The complainants alleged that the companies had not communicated the reasons for delays or flight cancellations.
The CTA noted a sharp increase in the number of complaints in this regard during the period following the full introduction of the Travellers Charter, otherwise known as the Air Passenger Protection Regulations, on Dec. 15, 2019.
The investigator's report is now available.
What does the report say?
The investigator found multiple communication issues that caused frustration among passengers, the report says.
However, the investigator found "no evidence to show that airlines deliberately misidentified the reasons for delays and flight cancellations."
It appears that these are rather problems of interpretation.

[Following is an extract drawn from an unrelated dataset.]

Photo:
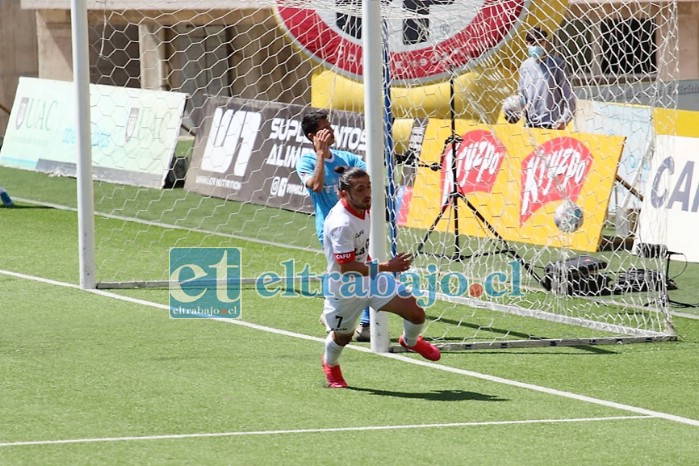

Therefore, the report raises questions about how airlines categorize flight disruptions.
Compensation subject to interpretation
These questions are important because the allowances provided to passengers are not the same if:
- the company categorized the flight disruption as attributable to it
- the company categorized the disturbance as attributable to it, but necessary for safety reasons
- the company categorized the disruption as beyond its control
"The way in which airlines categorize flights is decisive, since it has implications for the rights of passengers, including the right to compensation for inconvenience," states the CTA.
The agency is therefore keen to ensure that the requirements of the Charter are clear for both passengers and airlines.
Now that the investigator's report has been filed, the CTA is opening its findings highlighted in the report and invites the public to comment on the main interpretive issues identified by the investigator.
The public is invited to give their opinion on such matters as the level of detail airlines should give to passengers on the reasons for flight disruptions and the appropriate categorization of different situations.
This includes the definition of scheduled maintenance and the repercussions of disruptions from previous flights on subsequent flights, known as the domino effect, says the CTA.
Interested persons are invited to file a position statement on these issues.
This consultation will feed into CTA decisions on interpretive issues highlighted in the investigator's report. It will thus contribute to the settlement of the 567 complaints mentioned (and other complaints on similar subjects).
In the process, the consultation could influence the way in which the Travellers Charter will be applied in the future.